At this point, I feel that the experiment is complete, and am not feeling the need to mount it outside again. It would be interesting to see if the mighty 1mW RF output could earn me any spots, but that was really not the main purpose of doing this. My primary motivation was an interest in the circuit – building it, and optimizing it. I did order another enclosure, with lugs, which would be perfect for outside mounting. Alternatively, this case could, as well as housing the circuit board, effectively act as the center part of a dipole, with the lugs acting as strain reliefs. The wire carrying the power could hang down from the center of the enclosure –
The above case was bought on eBay, from a US seller, for $4.83 including shipping. I saw what looked like the same case from a Chinese seller, for the lower price of $1.56 + $2 shipping, so bought that as well, to compare the two.
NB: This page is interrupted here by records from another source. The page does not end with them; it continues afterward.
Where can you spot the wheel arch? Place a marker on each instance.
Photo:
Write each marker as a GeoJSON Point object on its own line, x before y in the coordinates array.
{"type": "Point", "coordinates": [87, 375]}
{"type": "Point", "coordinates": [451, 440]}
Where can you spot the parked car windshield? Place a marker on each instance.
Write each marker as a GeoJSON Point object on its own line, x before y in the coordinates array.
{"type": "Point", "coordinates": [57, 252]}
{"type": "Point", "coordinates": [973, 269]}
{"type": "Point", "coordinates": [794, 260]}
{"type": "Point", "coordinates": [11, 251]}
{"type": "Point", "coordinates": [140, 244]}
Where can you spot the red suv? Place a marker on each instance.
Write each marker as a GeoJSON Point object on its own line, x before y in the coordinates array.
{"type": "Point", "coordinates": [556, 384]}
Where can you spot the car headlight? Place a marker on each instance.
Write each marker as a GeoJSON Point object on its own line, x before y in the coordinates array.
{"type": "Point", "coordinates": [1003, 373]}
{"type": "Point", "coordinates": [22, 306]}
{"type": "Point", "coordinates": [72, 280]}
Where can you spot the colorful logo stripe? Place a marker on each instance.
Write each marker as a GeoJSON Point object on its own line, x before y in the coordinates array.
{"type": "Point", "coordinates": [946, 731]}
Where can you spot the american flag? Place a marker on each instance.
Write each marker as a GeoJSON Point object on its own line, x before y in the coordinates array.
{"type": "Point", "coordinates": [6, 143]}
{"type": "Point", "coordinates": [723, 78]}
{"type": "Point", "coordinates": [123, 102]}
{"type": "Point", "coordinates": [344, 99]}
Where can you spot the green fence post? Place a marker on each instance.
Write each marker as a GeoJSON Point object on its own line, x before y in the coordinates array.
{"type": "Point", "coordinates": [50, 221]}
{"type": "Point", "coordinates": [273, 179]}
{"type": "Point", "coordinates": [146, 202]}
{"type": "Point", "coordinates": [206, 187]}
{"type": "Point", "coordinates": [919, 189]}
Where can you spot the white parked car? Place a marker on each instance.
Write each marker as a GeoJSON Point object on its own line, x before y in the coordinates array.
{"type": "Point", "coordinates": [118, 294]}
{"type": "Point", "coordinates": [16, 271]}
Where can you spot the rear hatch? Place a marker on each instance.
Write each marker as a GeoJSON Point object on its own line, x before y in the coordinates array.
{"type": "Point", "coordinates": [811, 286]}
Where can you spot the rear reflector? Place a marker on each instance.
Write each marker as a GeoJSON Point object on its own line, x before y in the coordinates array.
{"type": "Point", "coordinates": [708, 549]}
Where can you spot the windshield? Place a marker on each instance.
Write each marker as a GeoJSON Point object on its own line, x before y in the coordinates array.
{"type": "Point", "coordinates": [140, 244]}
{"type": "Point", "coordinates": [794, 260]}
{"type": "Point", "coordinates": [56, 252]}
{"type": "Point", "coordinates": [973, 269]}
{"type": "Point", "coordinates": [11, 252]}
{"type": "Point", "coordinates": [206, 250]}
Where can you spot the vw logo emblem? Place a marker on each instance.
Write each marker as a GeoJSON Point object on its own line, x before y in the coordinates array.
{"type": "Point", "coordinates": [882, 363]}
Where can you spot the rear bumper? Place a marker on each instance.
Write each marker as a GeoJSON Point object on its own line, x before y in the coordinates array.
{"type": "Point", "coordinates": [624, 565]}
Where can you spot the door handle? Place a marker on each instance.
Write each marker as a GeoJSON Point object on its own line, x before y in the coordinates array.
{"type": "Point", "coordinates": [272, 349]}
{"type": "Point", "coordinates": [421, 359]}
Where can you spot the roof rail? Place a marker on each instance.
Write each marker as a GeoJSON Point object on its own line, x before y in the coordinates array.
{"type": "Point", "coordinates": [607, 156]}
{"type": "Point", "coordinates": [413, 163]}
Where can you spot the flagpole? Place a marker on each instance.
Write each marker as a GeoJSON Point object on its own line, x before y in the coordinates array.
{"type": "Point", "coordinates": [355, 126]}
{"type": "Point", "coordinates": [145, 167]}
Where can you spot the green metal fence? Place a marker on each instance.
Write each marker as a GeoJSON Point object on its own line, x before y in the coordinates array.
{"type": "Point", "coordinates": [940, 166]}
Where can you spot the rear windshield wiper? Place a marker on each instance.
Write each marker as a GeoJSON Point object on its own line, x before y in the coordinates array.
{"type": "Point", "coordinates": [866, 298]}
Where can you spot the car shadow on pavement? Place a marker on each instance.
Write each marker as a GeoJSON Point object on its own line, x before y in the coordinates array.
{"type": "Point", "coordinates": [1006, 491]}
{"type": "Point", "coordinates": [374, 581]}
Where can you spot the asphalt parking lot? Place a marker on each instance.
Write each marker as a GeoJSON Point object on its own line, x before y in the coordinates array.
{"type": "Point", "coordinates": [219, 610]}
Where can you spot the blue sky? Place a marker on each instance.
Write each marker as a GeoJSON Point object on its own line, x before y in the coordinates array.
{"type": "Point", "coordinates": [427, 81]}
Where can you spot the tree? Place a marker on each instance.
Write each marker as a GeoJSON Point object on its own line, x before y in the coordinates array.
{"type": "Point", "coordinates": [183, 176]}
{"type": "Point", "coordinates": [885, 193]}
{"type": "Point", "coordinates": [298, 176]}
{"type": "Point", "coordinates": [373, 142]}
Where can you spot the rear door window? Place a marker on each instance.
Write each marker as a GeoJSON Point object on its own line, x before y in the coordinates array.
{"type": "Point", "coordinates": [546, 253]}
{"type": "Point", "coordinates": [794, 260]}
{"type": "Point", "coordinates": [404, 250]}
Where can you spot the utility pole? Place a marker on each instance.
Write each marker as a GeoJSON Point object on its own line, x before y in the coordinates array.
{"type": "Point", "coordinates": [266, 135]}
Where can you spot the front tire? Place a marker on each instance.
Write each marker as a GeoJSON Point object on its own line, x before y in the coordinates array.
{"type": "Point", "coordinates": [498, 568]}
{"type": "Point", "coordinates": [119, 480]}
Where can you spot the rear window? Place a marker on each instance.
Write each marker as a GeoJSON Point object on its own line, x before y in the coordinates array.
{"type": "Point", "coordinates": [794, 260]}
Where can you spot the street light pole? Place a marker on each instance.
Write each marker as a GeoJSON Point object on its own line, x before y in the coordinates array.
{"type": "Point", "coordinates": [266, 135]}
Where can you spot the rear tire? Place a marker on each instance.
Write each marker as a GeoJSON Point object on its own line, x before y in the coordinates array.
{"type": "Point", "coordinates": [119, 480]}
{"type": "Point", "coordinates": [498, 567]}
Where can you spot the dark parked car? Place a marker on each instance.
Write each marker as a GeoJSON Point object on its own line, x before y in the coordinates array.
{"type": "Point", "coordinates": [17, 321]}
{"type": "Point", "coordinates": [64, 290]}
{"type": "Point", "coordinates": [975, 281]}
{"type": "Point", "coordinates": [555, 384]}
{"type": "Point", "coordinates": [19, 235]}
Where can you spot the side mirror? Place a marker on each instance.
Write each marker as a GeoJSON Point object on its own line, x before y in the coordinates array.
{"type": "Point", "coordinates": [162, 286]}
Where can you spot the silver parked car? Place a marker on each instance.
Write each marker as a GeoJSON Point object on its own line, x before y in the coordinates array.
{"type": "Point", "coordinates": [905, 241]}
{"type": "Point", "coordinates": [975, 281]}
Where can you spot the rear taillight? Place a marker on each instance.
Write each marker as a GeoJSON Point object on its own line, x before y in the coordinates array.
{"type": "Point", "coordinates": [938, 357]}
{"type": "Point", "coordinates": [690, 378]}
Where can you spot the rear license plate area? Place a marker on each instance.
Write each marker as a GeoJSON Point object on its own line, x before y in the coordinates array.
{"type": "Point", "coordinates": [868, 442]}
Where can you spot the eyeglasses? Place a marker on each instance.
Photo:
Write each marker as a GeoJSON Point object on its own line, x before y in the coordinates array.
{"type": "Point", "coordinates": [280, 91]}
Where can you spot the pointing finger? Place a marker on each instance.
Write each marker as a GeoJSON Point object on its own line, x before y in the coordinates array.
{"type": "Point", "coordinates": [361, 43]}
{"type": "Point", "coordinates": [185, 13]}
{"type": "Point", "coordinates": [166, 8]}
Interestingly, the cheaper one directly from China looked like exactly the same case, but of inferior quality. It looked like it had been cast from essentially the same mold, but wasn’t as nicely finished. One imperfection almost made for a bad seal with the lid. I intend to purchase a few more of this case, for future use, but will make sure to get them from the US seller. For sealing the holes where the wires enter, a silicone sealant should be more practical than the rubbery Plastidip that I had used earlier. This stuff should do the job nicely –
Another idea for an outdoor beacon enclosure would be an electrical junction box. I found this in my local hardware store. It’s 4″ x 4″ by a little over 2″ high. It has a rubbery seal around the lid, and is certified for burial, so should certainly withstand the weather above ground. It also has 4 lugs on the outside for fixing the enclosure to a wall, fence, or post. For securing the circuit board, the adhesive standoffs pictured should work well, so that you don’t have to drill holes in the enclosure. They are available for a 5/16″ hole, and in several different lengths. The ones pictured hold the board 3/8″ away from the box, and were part # 91443A130 from McMaster Carr. Someone in one of my discussion groups, when talking about outdoor enclosures for transmitters, suggested that if you have a completely sealed box, with no ventilation, it might be an idea to add a silica gel packet or two, to prevent condensation from forming inside the enclosure. I haven’t had any issues with the completely sealed non-metallic enclosure that houses my outdoor Part 15 AM transmitter, but it’s a good idea, and definitely worthy of consideration –
This little beacon has been greeting me in the mornings for the last few days, with the letters “BRS” sent at 5wpm. I rather like the fact that it comes on every day with the light, and goes to sleep at night – the way that we all did before gas and, especially, electric lighting came on the scene.